Tomato Sauce Allegedly Links Suspect to Meatball Heist



CBS/Associated Press (Feb. 27, 2018):

Police said the victim reported his meatballs missing and told officers at around 2:30 p.m. Monday that he saw Potter standing in front of his house with telltale smears of sauce on his face and clothing. The pot was found on the street.

Seems pretty straightforward.

But the local news outlet, the Wilkes-Barre Times-Leader, told a different story:

Murray [the victim] … called state police Monday to report a pot of meatballs was missing from his garage.

Murray claimed he arrived home and found Potter at his front door. Murray said Potter, whom he knows, had red tomato sauce all over his face and goatee.

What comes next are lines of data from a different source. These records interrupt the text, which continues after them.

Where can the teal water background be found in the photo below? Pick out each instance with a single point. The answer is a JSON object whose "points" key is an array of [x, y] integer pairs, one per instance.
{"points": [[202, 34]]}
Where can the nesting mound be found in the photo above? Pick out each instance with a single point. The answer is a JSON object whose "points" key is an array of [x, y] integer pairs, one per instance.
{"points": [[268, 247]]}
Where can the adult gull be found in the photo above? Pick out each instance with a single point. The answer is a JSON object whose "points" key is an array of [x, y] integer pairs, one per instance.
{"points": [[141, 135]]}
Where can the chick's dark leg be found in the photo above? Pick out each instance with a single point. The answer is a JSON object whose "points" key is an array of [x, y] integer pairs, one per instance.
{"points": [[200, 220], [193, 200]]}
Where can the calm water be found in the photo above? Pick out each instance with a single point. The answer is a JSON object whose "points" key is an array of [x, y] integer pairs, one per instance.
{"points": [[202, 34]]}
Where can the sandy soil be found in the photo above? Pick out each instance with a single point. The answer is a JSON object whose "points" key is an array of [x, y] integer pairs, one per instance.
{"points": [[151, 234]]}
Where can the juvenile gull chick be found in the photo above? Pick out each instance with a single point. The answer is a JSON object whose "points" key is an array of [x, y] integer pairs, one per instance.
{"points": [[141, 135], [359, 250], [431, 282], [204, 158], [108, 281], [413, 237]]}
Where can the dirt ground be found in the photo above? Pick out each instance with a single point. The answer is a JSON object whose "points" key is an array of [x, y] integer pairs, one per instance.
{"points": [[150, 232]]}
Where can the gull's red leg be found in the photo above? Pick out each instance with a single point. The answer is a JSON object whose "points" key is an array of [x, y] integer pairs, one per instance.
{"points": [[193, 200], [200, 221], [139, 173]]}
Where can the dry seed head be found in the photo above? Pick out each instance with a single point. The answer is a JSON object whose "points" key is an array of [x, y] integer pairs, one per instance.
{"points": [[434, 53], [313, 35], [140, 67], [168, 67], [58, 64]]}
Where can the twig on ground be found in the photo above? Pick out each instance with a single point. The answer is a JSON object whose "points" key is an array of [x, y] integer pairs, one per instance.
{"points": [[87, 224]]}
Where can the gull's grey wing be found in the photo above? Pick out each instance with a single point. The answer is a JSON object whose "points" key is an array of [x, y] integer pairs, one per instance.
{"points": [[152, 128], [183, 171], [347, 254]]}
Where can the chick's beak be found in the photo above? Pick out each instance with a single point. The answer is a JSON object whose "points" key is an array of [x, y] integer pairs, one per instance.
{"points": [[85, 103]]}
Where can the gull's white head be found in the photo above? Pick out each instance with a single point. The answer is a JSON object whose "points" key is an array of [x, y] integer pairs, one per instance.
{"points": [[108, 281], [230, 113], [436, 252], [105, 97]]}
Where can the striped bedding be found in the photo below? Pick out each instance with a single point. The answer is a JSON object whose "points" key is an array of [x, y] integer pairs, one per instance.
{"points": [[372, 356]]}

After driving Potter to his Sugarloaf Township residence, Murray returned home and noticed a garage door was open and a missing pot of meatballs.

Okay, it still seems pretty straightforward.

At least in evidentiary terms. But this account reverses the order of events, giving the tale a different flavor.

The first account suggested to me that there was some long-standing food-related dispute between two neighbors, one that Potter decided to escalate by stealing and eating Murray’s meatballs and then staking out a position in front of the man’s house, covered in sauce and waiting for Murray to notice, then daring him to do something about it.

I’m not sure what it is about this scenario that I find so hilarious. It reminds me of something in The Unexpurgated Code (affiliate link), an old book by J.P. Donleavy that is a guide to social climbing and manners for truly awful people. If you have been somehow disgraced, he wrote, and are sick of the neighbors staring at you because of it, you should post yourself in front of a window

read[ing] the newspaper over your martini as if nothing had happened. And throwing your head back with a few guffaws every time you turn a page will send them rushing to read their own papers. When they come back to stare at you again, be standing at your own window making a mute screaming face.

Which I still find hysterically funny. Here, too, I guess it’s the idea of Murray glancing out his window and seeing his nemesis Potter standing there mutely, covered in red sauce, having stood there for God knows how long waiting for just this moment.

Because then what can Murray do? Maybe he calls the police, but by the time they arrive you’ve eaten or cleaned up the rest of the evidence, so he looks like a nut for calling the police about meatballs. Or else he backs down and does nothing—the ultimate humiliation. A perfect plan.

The second account is less funny, because it at least suggests something other than the kind of completely normal insanity caused by living in proximity to other human beings. See, e.g., “No Winner in Tomahawk-Speargun Battle” (Nov. 30, 2011). In this version the two are acquainted but not enemies, and in fact there is enough goodwill that Murray offers to drive Potter home. Only after doing this good deed does he return home to find he has been burgled, realizing only then that he has just helped the perpetrator escape even though the evidence of his crime was plain to see.

That moment of realization is still funny to me, just not as funny as the first one.

And it’s still possible that Murray and Potter are long-time adversaries, and that this was just a different kind of devious and diabolical plot by Potter to cause Murray distress in a completely ridiculous way, escalating some utterly nonsensical dispute.

Unless and until further details surface, at least, I wish to go on believing that.